Although we did not observe statistically significant differences by reported fish consumption, serum concentrations of PBDEs in this study are similar to those reported in other populations. In the United States, Mazdai etal. (2003) reported a median concentration of BDE-47 of 28 ng/g lipid in maternal serum; Sjödin et al. (2004a) reported a mean concentration in archived serum pools of 34 ng/g lipid; and Schecter et al. (2003) reported a mean concentration in maternal breast milk of 40.8 ng/g lipid. The GM concentration of BDE-47 in our study was 13.3 ng/g lipid (median = 10.79 ng/g lipid weight), a somewhat lower concentration than findings from other U.S. populations. These levels are higher than concentrations reported in Europe, where, for instance, Lind etal. (2003) reported a mean concentration of BDE-47 of 2.35 ng/g lipid weight in breast milk for Swedish women sampled between 1996 and 1999.

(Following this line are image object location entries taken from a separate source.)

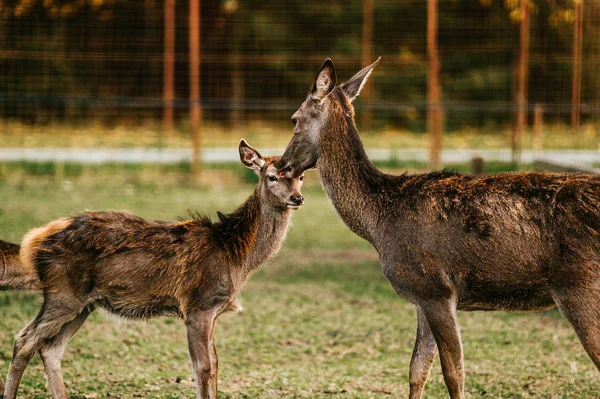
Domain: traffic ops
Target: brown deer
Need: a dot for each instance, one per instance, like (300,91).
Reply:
(448,242)
(193,269)
(12,275)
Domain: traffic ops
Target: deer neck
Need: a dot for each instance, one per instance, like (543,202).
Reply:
(271,229)
(349,177)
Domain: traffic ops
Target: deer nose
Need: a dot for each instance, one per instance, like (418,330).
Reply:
(297,199)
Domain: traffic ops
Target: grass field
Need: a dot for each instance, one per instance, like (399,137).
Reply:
(320,321)
(263,134)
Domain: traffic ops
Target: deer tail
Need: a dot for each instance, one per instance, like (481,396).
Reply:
(13,276)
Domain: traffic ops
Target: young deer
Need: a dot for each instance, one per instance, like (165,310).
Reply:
(12,275)
(449,242)
(138,269)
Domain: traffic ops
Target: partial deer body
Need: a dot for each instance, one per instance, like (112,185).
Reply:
(193,269)
(13,276)
(449,242)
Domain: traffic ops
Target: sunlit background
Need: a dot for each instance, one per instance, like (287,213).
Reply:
(465,74)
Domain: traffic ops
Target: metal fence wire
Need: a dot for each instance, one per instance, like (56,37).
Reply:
(115,61)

Although the Great Lakes Chemical Company, a primary North American manufacturer of PBDEs, voluntarily agreed to stop producing octa- and penta-BDEs in 2004, the company will continue to produce deca-BDEs (Great Lakes Chemical Corporation 2003). Moreover, the persistent nature of these chemicals, in addition to the lack of understanding of how they degrade, leaves room for concern about human contamination. Future studies that continue to monitor human body burdens of PBDEs as well as define exposure pathways are needed to further our understanding of how these chemicals influence human health.
This study was funded by the Superfund Basic Research Program (grant ES07384-09).